With that story, I leave you with peace, love, and the image of grapes in your head.

“Excellence is not a skill. It is an attitude.” -Ralph Marston

I don’t know why I am stressing out about this audition more than the other auditions I’ve done. Maybe because my mom isn’t the one taking me. My Dad and brother are. I spent an hour making food: french toast for breakfast (so it’s already made),  6 PB&J sandwiches, 6 burritos, cut 2 red bell pepper, and baby carrots. we will probably stop somewhere for McDonald’s if and when we get tired of that food.

I made food, did 2 loads of laundry, hung it all up, picked out 2 outfits to bring. I still need to shower, do my hair, and pack. I always pack a lot of useless stuff. I’m a girl, what can I say. I might shower and do my hair tonight, but it is 1:30, and I need to wake up at 3:30 or 4, depending on what I choose. If I do shower tonight, I need to wake up, eat, get dressed, pack, make sure I have everything, get directions.

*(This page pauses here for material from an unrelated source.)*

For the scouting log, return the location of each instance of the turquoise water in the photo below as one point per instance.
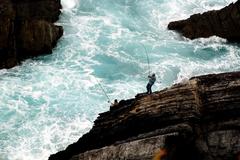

What I will probably end up packing: makeup bag, foundation bag, lip bag, makeup remover, pictures to give them, Breaking Dawn book, lotion, body spray, hair brush, extra hair ties, extra bobby pins, 2 sets of outfits and jewelery, extra socks, BCBG heels, pink converse chucks, sweatshirt, sunglasses, car charger for phone, cord for phone, cord for iPod, tape adapter for iPod, laptop computer in case we stop by Starbucks, headphones, pens, notebook, a monologue to memorize, another book, my phone, food, water, and anything else I can think of.

What do you pack when you go on a road trip or day trip? Comment below!

-UPDATE-

I misspoke. I am not auditioning for Miss Universe. I am auditioning for Queen of the Universe.

http://www.queenuniversepageant.com/

There is the website.

From what I can tell, this is the first pageant this company is doing. There aren’t any pictures of past events. But looking at their site, it looks like something I want to do.

I know that pretty much every celebrity doesn’t post anything about what they are auditioning for, just what they got, but I like people to be informed about my life.

“We convince by our presence.” -Walt Whitman

Isn’t that the job of a model?

I have thought about it, and I believe the job of a model is to be a salesperson. That’s all they do. sell things. I am currently working at Forever 21, and I sell clothes. I also work as a model, and I sell whatever I am representing. Taylor Swift is selling her music, or Cover Girl Cosmetics, or her perfume, depending on the commercial.  Last night, I was selling my designer’s talent.

Last night was my first fashion show. There was only about 100 people there, but I was so nervous before I walked. I kept telling myself that I have performed for groups of 600+ people for marching band. And I actually eventually calmed down and did everything perfect! We did our individual walkes, then we all walked a few feet apart with the designer last, and the finale was everyone in no particular order. I posed 3 times at corner 1 and twice on corner 2. As I was doing my first walk, I heard people whispering that I really did look like a model and I knew what I was doing. I will admit that when we did the finale, I intentionally walked slightly slower than everyone else ahead of me, so they slowly got ahead of me and there was a gap, so people would notice me even more. 😛 I know it wasn’t exactly professional, but I just wanted to see what it was like.  And they were all walking too fast. Everything went as planned, nobody tripped or fell.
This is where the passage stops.